Estamos llamados también nosotros a servir y ofrecer nuestra vida gratuitamente, sin buscar ninguna gloria mundana. San José de Calasanz, nuestro maestro, luz y guía, se desgastó por el Evangelio, amando y abrazando con entusiasmo a tantos niños desamparados, para llevarles así la luz de Cristo. También nosotros queremos seguir su mismo camino, vaciémonos de lo nuestro, para amar de forma única e irrepetible a cada uno de ellos. El Señor tiene un sueño de amor para cada uno de nosotros y para los niños que se nos encomiendan. Llevémoslo adelante.
En dinámica de oración
Jesús, te escucho como tus discípulos en aquella entrañable cena: “ama a los otros, como yo te he amado”.
Quiero acoger la novedad de tu mandamiento, con la inocencia y sencillez de un niño. Muchas voces me atraen y seducen, pero ahora me centro en la verdad absoluta de tu amor divino, que se encarna, se me aproxima en cada pequeño del Evangelio.
Guardo silencio, atiendo mi respiración, serena, pausada, sin prisa. Yo creo que tú habitas en mí, tú siempre me escuchas, te interesas por mí, me amas y conoces mis gozos e inquietudes.
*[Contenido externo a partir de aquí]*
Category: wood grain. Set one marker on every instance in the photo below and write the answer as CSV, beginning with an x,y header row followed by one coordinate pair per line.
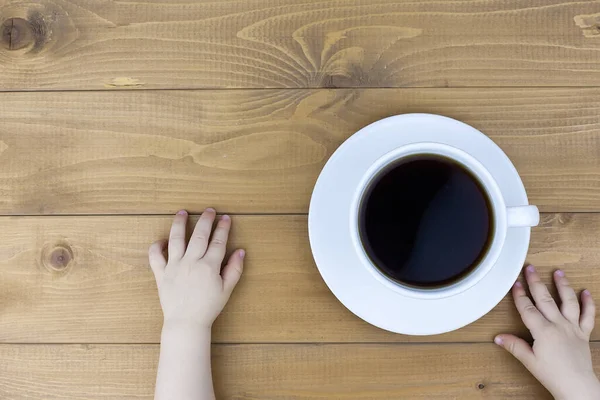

Hoy, quiero presentarte a todos los que me siento llamado a amar: mi familia, mis estudiantes, los hermanos de comunidad, los compañeros en la misión… en particular, por los más débiles y pobres…
Jesús, te ruego por ellos
Guárdalos en tu amor.
Ámalos en mis palabras, en mis miradas, en mis gestos…
Jesús, hazme instrumento de amor, unidad y paz.
Canto: Tu amor en mi pequeñez. (CD 2)
Gracias, Padre bueno, por tu amor desbordado en mi pequeñez, por amarme tanto, por llevarme siempre en tus brazos.